The stock market is continuing to recover, with investors optimistic that the worst of the Coronavirus Pandemic is over for America. At the closing bell on Wednesday, the NASDAQ was just 1.4% away from its record close. During the day, the composite index gained 74.54 points, roughly equivalent to 0.8%.
At 9,682.91 points, this heavily tech-weighted index is only just shy of its all-time high of 9,817.18 points. The NASDAQ wasn’t the only strong performer. Major indexes across the board reported gains as investors see an upside to the current economic downturn.
The S&P 500 gained 1.4% and the Dow Jones Industrial Average gained 2.1%. Let’s take a look at what is driving the recovery.
Job Losses are Declining
Tens of millions of jobs have been lost since the Coronavirus Pandemic arrived in the United States. In April, 20.2 million workers were laid off, leading to the worst unemployment figure in modern history.

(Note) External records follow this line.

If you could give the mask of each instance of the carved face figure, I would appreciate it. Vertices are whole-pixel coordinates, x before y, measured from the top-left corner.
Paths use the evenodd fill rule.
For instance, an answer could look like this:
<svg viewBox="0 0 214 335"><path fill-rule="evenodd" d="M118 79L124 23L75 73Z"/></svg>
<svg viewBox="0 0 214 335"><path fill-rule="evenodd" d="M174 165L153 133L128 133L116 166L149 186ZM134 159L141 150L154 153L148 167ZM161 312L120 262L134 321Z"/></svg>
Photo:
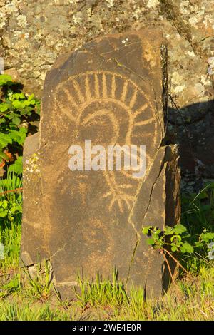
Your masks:
<svg viewBox="0 0 214 335"><path fill-rule="evenodd" d="M56 91L56 109L73 123L75 143L146 145L146 166L156 149L157 118L148 95L131 80L109 71L86 72L61 83ZM61 102L58 102L61 101ZM62 103L63 101L63 103ZM139 153L138 153L138 155ZM133 171L103 172L109 191L109 209L131 208L139 180ZM126 190L131 188L128 193Z"/></svg>

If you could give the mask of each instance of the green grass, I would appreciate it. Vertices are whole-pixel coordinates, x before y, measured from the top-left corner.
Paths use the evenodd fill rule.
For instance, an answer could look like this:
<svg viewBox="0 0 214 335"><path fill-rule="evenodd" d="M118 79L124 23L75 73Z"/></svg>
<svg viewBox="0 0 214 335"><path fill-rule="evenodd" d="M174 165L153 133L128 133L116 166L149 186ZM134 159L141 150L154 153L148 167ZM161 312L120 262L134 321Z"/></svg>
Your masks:
<svg viewBox="0 0 214 335"><path fill-rule="evenodd" d="M0 181L0 193L20 187L20 178L11 175ZM209 186L183 199L181 222L193 242L203 231L213 232L213 198ZM26 270L23 279L19 267L21 193L5 193L0 197L3 200L8 206L0 217L0 242L5 245L4 259L0 260L1 321L214 320L214 263L208 259L205 246L183 257L188 274L183 274L159 299L145 301L143 289L133 287L127 292L114 271L111 281L98 275L94 282L78 277L81 289L76 299L62 302L51 283L49 262L39 260L36 275Z"/></svg>

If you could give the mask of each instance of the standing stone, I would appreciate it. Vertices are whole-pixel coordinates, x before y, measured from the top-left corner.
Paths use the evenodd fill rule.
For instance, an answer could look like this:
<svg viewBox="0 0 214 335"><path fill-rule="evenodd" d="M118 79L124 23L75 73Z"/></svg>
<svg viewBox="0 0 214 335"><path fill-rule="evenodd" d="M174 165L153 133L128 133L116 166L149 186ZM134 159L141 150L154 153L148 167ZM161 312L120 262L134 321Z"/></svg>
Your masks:
<svg viewBox="0 0 214 335"><path fill-rule="evenodd" d="M166 48L153 29L105 36L58 58L48 73L36 176L26 177L24 163L21 257L26 265L39 251L50 259L63 296L71 295L82 272L111 278L115 267L124 283L149 294L167 285L161 254L141 236L143 225L179 220L177 150L164 146L166 94ZM71 171L69 148L84 148L85 140L106 150L146 145L145 176Z"/></svg>

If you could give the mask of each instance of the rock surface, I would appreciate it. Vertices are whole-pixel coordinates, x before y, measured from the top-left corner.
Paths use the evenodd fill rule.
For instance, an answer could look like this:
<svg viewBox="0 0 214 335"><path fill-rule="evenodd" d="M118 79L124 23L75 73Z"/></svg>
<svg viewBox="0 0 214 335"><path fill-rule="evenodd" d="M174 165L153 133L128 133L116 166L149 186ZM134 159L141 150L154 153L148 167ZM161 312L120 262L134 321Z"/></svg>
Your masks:
<svg viewBox="0 0 214 335"><path fill-rule="evenodd" d="M214 0L0 0L0 56L6 71L41 95L58 55L146 26L161 27L168 39L169 136L180 145L185 182L200 187L214 178Z"/></svg>
<svg viewBox="0 0 214 335"><path fill-rule="evenodd" d="M82 271L108 278L114 267L124 283L148 294L168 285L163 258L141 236L143 225L163 228L180 217L176 145L164 145L166 53L159 29L109 35L59 58L47 74L38 174L29 180L25 148L21 257L29 265L39 248L44 257L47 251L63 297ZM86 140L106 150L146 145L145 177L125 169L71 171L69 148L83 148ZM38 205L29 209L29 201Z"/></svg>

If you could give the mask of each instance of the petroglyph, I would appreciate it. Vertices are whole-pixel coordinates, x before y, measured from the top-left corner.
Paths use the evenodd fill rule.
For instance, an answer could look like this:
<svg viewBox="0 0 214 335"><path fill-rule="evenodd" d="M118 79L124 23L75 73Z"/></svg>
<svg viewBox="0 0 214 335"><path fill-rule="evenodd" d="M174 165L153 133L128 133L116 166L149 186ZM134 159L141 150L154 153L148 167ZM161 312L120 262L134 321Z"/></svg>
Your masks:
<svg viewBox="0 0 214 335"><path fill-rule="evenodd" d="M146 294L166 288L164 260L141 235L145 225L161 228L179 220L177 151L163 146L163 44L153 29L104 36L62 56L48 73L38 143L40 180L24 185L21 257L26 264L35 263L41 250L50 259L62 297L72 295L67 283L76 283L78 274L111 278L114 267L120 279L146 288ZM108 158L111 148L116 160L110 168L108 160L108 169L91 168L96 150L89 159L87 140L92 149L104 148ZM73 145L83 148L83 170L69 168ZM116 148L123 148L123 157L136 148L138 161L143 145L144 177L134 177L132 164L130 170L113 168Z"/></svg>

However, new data shows that only 2.76 million private-sector jobs were lost in May, compared to an analyst consensus of 8.66 million losses. It appears that the economic decline is starting to taper off. With states reopening their economies, we could be approaching a point where the numbers start to trend in a positive direction.
The federal government has injected billions into the economy, largely through stimulus programs like small business loans and one-off payments for citizens. GDP is still expected to decline by -5.8% this year, mostly due to a loss of consumer spending and corporate investment.
Some investors see an upside to the downturn. America’s economic growth was slowing down before the health crisis. This unexpected event may have triggered an inevitable recession, making it easier to understand, justify, and recover from.
Plenty of Opportunity for Investors Today
The NASDAQ’s rapid growth shows that tech is still a key driver in the stock market. Many of the best-performing stocks during the pandemic have been tech-centric, including popular blue-chip options like Microsoft (NASDAQ: MSFT) and Apple (NASDAQ: AAPL).
There’s also a strong case for value stocks and even ETF investment. The Pacific Global US Equity Income ETF (NYSE: USDY) is inexpensive and comes with an impressive 3.55% dividend yield.
Investors should look for growth patterns in today’s market. Diversification with stocks and funds could offer protection during this period. After all, the trend is still uncertain, with many risks underpinning the economy today.